HGVS transcript variants (either c. or n. format)

For example: NM_000088.4:n.653G>T or NM_000088.4:c.535G>T. Here, the genome release will be needed to extract the genome reference information.

gnomAD variant identifiers

For example: 1-55516888-G-A. Here, we will need explicit genome release information as well. You can also provide this, e.g., with GRCh37-1-55516888-G-A.

Canonical SPDI

This is the format SEQUENCE:POSITION:REF:ALT where SEQUENCE is the GenBank sequence name of the GRCh38 release. For example: GRCh38:17:50198002:C:A or GRCh37:17:48275363:C:A.

SPDI with genome release

You can also use RELEASE:CHROM for the SEQUENCE name above. Example: GRCh38:10:87925523:C:G. If you leave out the release name and just use CHROM then the genome release from the search field will be used, falling back to GRCh37.

dbSNP Identifier

This is the format rs<NUMBER> where <NUMBER> is the dbSNP identifier. This is case insensitive. For example: rs123456.

ClinVar identifier

This is RCV<NUMBER> and VCV<NUMBER>. Optionally, you can specify a .<VERSION> suffix which is subsequently ignored.

Overall, we support the following genome release identifiers (case insensitive) of the GRCh37 and GRCh38 releases. GRCh37, GRCh38, hg19, hg38. Only canonical chromosomes 1..22, X, Y, MT are supported.

Structural Variants#

You can specify deletions and duplications as follows:

Colon-separated format

TYPE:SEQUENCE:START where SEQUENCE can be an NCBI identifier, the RELEASE:CHROM, or just CHROM as for sequence variant SPDI. Examples: DEL:NC_000017.10:48275363 or DEL:GRCh37:17:48275363 or DUP:17:48275363. Optionally, you can also use a the gnomAD-style variant identifier and use a hyphen rather than a color and, e.g., write DEL-GRCh37-17-48275363

ISCN array format

These follow the format arr[$RELEASE] $CHROM.$CHROME($START_$STOP)x$COPY. `$RELEASE is the genome release, $CHROMB is the CHROM{p,q}BAND of the start position, similarly $CHROME for the end chromosome. $START and $STOP are the start and stop positions, $COPY is the copy number. Examples: arr[GRCh37] 2q12.2q13(107132950_110427254)x1 for a deletion or or arr[hg38] 17q23.1-25.1(chr17:36449220-75053130)x3 for a duplication. You can also just specify $RELEASE rather than arr[$RELEASE].

Genes#

You can lookup genes by:

  • their approved HGNC symbols

  • alias symbols as provided by HGNC

  • previous symbols registered with HGNC

  • the official HGNC identifier

All gene search is case insensitive.

For example, see the HGNC page on the *VPS13B* gene. The approved symbol is VPS13B, the only alias symbol is BLTP5B`, previous symbols are *CHS1 and COH1, and the HGNC identifier is HGNC:2183 So the following queries would bring you to the gene VPS13B:

  • VPS13B

  • VPS13b

  • BLTP5B

  • CHS1

  • COH1

  • coh1

  • coH1

  • HGNC:2183

URLs#

REEV provides the following stable entrypoint URLs.

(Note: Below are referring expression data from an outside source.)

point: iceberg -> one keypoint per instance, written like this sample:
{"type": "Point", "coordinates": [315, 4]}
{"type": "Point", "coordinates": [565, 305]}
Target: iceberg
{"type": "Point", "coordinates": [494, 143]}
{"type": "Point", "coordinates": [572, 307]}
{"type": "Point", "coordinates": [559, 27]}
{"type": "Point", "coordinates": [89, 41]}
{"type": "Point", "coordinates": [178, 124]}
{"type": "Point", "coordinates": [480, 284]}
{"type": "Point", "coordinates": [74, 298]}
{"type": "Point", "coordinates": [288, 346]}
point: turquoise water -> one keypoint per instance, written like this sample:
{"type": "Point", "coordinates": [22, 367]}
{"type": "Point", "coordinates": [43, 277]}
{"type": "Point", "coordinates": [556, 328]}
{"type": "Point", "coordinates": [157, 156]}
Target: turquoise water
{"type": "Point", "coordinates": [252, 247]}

/query?q=${TERM}&genomeRelease=${GENOME}

Query endpoint where TERM can be in any of the supported formats above. See below for the documented behaviour.

/gene/${GENOME}/${SYMBOL}

Canonical URLs of genes with the official HGNC symbol. When loaded, the symbol will be checked against the HGNC database. If we only find a match for an alias or previous symbol, the user will be redirected to the official symbol.

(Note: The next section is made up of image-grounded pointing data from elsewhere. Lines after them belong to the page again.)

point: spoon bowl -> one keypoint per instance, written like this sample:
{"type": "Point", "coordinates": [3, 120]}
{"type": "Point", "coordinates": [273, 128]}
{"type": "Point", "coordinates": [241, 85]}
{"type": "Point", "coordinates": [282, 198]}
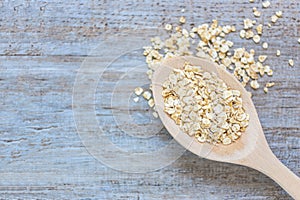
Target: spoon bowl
{"type": "Point", "coordinates": [251, 149]}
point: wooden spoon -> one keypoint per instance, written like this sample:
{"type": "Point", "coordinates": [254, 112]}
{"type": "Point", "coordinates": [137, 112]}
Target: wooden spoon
{"type": "Point", "coordinates": [250, 150]}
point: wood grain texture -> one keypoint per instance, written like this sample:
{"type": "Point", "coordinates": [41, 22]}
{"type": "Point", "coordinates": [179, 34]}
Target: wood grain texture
{"type": "Point", "coordinates": [42, 45]}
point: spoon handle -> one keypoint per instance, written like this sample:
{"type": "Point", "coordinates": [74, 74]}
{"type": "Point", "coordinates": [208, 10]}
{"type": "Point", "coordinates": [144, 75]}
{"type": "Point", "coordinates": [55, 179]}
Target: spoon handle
{"type": "Point", "coordinates": [266, 162]}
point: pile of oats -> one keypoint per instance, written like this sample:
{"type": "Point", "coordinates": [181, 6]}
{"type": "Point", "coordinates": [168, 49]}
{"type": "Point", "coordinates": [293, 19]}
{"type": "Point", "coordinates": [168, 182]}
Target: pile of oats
{"type": "Point", "coordinates": [209, 41]}
{"type": "Point", "coordinates": [204, 106]}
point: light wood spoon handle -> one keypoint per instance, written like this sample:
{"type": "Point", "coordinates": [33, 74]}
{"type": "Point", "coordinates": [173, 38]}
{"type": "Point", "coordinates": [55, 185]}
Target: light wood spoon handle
{"type": "Point", "coordinates": [267, 163]}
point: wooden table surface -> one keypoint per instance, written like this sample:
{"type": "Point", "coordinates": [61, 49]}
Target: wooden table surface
{"type": "Point", "coordinates": [43, 47]}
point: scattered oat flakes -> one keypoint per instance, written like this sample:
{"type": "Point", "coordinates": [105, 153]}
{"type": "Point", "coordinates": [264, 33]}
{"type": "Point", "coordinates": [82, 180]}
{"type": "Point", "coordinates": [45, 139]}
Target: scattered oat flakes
{"type": "Point", "coordinates": [138, 91]}
{"type": "Point", "coordinates": [147, 95]}
{"type": "Point", "coordinates": [265, 45]}
{"type": "Point", "coordinates": [266, 4]}
{"type": "Point", "coordinates": [248, 23]}
{"type": "Point", "coordinates": [182, 20]}
{"type": "Point", "coordinates": [279, 14]}
{"type": "Point", "coordinates": [168, 27]}
{"type": "Point", "coordinates": [291, 62]}
{"type": "Point", "coordinates": [256, 13]}
{"type": "Point", "coordinates": [136, 99]}
{"type": "Point", "coordinates": [242, 33]}
{"type": "Point", "coordinates": [155, 115]}
{"type": "Point", "coordinates": [256, 38]}
{"type": "Point", "coordinates": [262, 58]}
{"type": "Point", "coordinates": [270, 84]}
{"type": "Point", "coordinates": [151, 103]}
{"type": "Point", "coordinates": [249, 34]}
{"type": "Point", "coordinates": [259, 29]}
{"type": "Point", "coordinates": [274, 18]}
{"type": "Point", "coordinates": [278, 53]}
{"type": "Point", "coordinates": [254, 84]}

/seqvar/${GENOME}/${CHROM}-${POS}-${DEL}-${INS}

Canonical URLs of sequence variants in gnomAD-style SPDI format. Currently, no check is performed whether DEL sequence is correct in the reference.

/strucvar/${GENOME}/(DEL|DUP)/${CHROM}-${START}-${STOP}

Canonical URLs of deletions and insertions.

Resolving Queries#

The resolution of gene names is done by a backend service, as is the parsing of HGVS variants and projection to gnomic coordinates. The remaining query formats are directly resolved by the query engine by parsing the data. The query engine will perform the following steps.

  1. Attempt to interpret as one of the known sequence variant formats.

    1. gnomAD variant identifier

    2. SPDI

    3. dbSNP identifier

    4. ClinVar identifier

  2. Attempt to interpret as one of the known structural variant formats.

    1. Colon-separated format

    2. ISCN array format

  3. Attempt to interpret as HGVS notation with backend service.

  4. Attempt to find a perfect case sensitive match for a gene symbol, alias, or previous symbol.

  5. Attempt to find a partial match for a gene symbol, alias, or previous symbol.